大前提としてこれは主にバッテリーを組む甲斐拓也捕手への批判ではないことを頭に入れておいて欲しいのですがが、これは概ね間違いないと思います。甲斐選手は「真っ直ぐ」を主体に配球を組み立てたりリードする傾向にあり、杉山選手と組む時も50%越えは至って普通のことであり、今年の初登板時には70%を越えていたぐらいです。とにかく真っ直ぐを投げさせる傾向にあります。投げさせすぎなのです。

いつ見ても酷いですねこれは。いくら真っ直ぐが速い投手でその日の状態を考慮しても真っ直ぐが70%を超えた配球で通用するほどプロ野球は甘くありません。もっとこの真っ直ぐを生かす配球をして杉山投手を導いてあげないといけません。初回からオール真っ直ぐなんて全体にやっはいけません。

一軍クラスになると真っ直ぐしか投げないとこうなりますよね。これに関しては監督も苦言を呈していましたね。打者有利カウント(0-1,0-2で四割ぐらい打たれている)での被打率が非常に悪く、そしてそもそもの真っ直ぐの被打率も.296となっているので、変化球がデータ的にも使えない訳でもないので変化球でカウントを整えることを覚えて欲しいものです。極端な話、今の変化球と真っ直ぐの割合をそのまま逆転させるぐらいで良いのではないでしょうか。

②:「再現性」

使えないレベルではないということは前述しましたが、課題が残っていない訳ではありません。40%ぐらいはゾーンに入れていますが、本当は50-55%を安定して残して欲しいところです。
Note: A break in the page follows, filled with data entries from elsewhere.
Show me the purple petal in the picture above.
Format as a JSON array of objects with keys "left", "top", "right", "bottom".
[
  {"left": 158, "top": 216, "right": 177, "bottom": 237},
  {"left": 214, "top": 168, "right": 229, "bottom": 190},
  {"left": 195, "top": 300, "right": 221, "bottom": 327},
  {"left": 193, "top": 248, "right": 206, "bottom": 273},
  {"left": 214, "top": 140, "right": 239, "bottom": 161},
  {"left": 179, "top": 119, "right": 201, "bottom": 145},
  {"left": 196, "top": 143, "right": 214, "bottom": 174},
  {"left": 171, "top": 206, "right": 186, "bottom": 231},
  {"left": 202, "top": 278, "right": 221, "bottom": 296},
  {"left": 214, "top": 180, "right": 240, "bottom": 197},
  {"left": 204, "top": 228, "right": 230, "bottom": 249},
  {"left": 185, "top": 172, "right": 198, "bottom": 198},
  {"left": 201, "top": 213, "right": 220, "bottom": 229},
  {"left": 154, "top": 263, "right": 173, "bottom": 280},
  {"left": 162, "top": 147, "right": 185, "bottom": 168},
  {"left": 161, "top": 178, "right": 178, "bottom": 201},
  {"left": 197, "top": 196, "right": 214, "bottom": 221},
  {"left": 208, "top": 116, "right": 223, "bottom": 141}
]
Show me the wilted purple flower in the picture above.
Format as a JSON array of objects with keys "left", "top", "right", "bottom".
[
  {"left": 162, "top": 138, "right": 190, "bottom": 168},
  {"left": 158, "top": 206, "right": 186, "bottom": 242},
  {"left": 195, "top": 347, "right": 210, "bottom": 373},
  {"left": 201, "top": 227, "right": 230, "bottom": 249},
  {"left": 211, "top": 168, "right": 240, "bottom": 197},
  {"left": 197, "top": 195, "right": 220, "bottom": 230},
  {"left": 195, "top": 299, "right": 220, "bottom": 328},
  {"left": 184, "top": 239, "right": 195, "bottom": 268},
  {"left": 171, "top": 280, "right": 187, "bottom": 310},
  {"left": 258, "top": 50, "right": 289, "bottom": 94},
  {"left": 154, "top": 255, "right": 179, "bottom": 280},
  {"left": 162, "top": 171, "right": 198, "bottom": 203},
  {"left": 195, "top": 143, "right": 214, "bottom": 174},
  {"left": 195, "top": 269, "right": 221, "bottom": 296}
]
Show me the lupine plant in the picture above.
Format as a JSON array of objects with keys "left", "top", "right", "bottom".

まだまだ「再現性」に欠ける部分はありますので、そこはこれからの課題です。

しかし、だからと言って全く投げないみたいな極端なことになって良い訳ではありません。普通に投げるべきです。

□理想の配球

真っ直ぐが速い投手で真っ直ぐの被打率が悪いことからも狙われているのは間違いなでしょうし、芯を外せるカットボール(スラット)フォークボールなどで入りながら真っ直ぐを通す、もしくは投げずに最後まで変化球というような配球もやっていくべきでしょう。特にフォークは左右関係なく投げていくべきでしょう。逃げ球縛りなどやっている余裕などありません。とにかく真っ直ぐを投げずに如何に真っ直ぐを意識させるかに限ると思います。真っ直ぐも左にはライズさせる、縦スラもバックフットやフロントドア気味に投げるなど球種一つで幅を持たせたいところ。でもまずは、変化球を投げる(投げさせてもらう)ところからやっていきましょう。

□最後に

先日のオリックス戦で解説を務めた斉藤和巳氏が非常に興味深いことを仰っていたので紹介しますね。

簡単に要約すると「もっと早い段階から変化球を投げるべき」ということです。理由として、真っ直ぐしか投げないと変化球の「感覚」を掴めないまま試合が進んで言ってしまい自分を苦しめることになるから、です。本当にその通りだと思いましす、変化球の再現性に欠けるのはこのこともあるのかなと思ったりもしています。また、真っ直ぐばかりを投げた後の変化球だと打者は反応しやすくなのではないかとも考えます。なので序盤から変化球をしっかり混ぜながら感覚を養い、そして狙い球を絞らせないようなピッチングを組み立てていきたいですね。

先日の藤浪投手なんかはお手本にして欲しいものです。